Data and La Forge determine that the power surge causes segments of the main computer and Data's processes to swap memories, and they start a memory purge to restore both to normal operation.

On the holodeck, Worf and Troi successfully defeat Frank and his gang, and recover Alexander. They believe the story is now over, but the holodeck does not yet respond. Only after Miss Annie, proprietress of the local tavern and also now looking like Data, thanks Worf for his bravery and throws herself into Worf's arms, does the story end, allowing the three to leave safely. Data and the ship's computer are restored to normal, and Worf promises to join Alexander on the holodeck for another adventure in Deadwood. In private, Worf dons his cowboy hat, practices his quickdraw, and smiles at himself in the mirror.

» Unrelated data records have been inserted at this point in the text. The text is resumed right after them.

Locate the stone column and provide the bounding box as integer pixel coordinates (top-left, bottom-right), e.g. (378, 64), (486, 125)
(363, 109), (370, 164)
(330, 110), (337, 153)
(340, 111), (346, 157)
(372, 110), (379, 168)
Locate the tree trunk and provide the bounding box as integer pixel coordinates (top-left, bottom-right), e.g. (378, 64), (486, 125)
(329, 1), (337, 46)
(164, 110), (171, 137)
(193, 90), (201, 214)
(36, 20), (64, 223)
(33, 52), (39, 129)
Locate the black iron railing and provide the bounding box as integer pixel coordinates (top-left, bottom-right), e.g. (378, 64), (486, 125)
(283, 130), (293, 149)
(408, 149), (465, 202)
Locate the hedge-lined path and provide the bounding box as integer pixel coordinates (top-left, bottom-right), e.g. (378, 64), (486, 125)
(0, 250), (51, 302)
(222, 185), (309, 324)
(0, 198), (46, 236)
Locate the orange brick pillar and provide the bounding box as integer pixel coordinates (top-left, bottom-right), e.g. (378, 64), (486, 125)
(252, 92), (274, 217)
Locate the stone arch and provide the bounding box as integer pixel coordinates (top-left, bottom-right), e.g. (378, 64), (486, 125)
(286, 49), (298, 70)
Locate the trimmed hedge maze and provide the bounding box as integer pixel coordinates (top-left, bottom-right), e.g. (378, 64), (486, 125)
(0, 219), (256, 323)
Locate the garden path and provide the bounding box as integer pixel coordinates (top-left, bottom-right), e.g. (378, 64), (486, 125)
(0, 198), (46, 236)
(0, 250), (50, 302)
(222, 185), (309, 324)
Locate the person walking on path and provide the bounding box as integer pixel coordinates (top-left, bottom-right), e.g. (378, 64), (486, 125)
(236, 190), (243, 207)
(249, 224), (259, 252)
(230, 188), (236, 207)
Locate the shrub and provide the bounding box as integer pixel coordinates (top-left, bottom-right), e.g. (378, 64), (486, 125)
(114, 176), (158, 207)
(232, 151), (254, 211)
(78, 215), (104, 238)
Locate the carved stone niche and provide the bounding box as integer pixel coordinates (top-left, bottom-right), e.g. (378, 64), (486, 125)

As a final nod to the Western genre where heroes are often seen riding off into the sunset, the episode concludes with the Enterprise flying toward and seemingly into a star that is half obscured by a nearby planet.

==Reception==
In 2016, SyFy ranked this the ninth best holodeck episode of the Star Trek franchise.

In 2017, Popular Mechanics said that "A Fistful of Datas" was one of the top ten most fun episodes of Star Trek: The Next Generation, describing it as a holodeck story with an old American Western setting, with fun Star Trek characters such as Cowboy Klingon and Counselor Troi as Durango. This episode was noted in 2017 for its humorous elements, Western theme, and for Data's presentation as a woman of the old American west.

In 2019, CBR rated "A Fistful of Datas" the 13th best 'holodeck' episode of the franchise. In 2007, it was listed among holodeck episodes by Io9, who noted that Data (Brent Spiner) appears as holographic versions of himself.

In 2019, Screen Rant ranked "A Fistful of Datas" the tenth funniest episode of Star Trek: The Next Generation.

In 2020, GameSpot recommended this episode for background on the character of Data. However, they also noted this episode as one of the most bizarre moments of the series, when "Madam Data", a sort of hybrid between Brent Spiner's Data character and Saloon lady of the American West, greets Worf.

In the Red Dwarf ABC's on their season 2 DVD Bonus set, Patrick Stewart (Picard) is talking about his first experience with Red Dwarf watching the Season 6 Episode 3 episode "Gunmen of the Apocalypse". He stated that he was outraged at first because it resembled "A Fistful of Datas", but as he watched it further, he saw some differences.

== Releases ==
The episode was released as part of the Star Trek: The Next Generation season six DVD box set in the United States on December 3, 2002. A remastered HD version was released on Blu-ray optical disc, on June 24, 2014.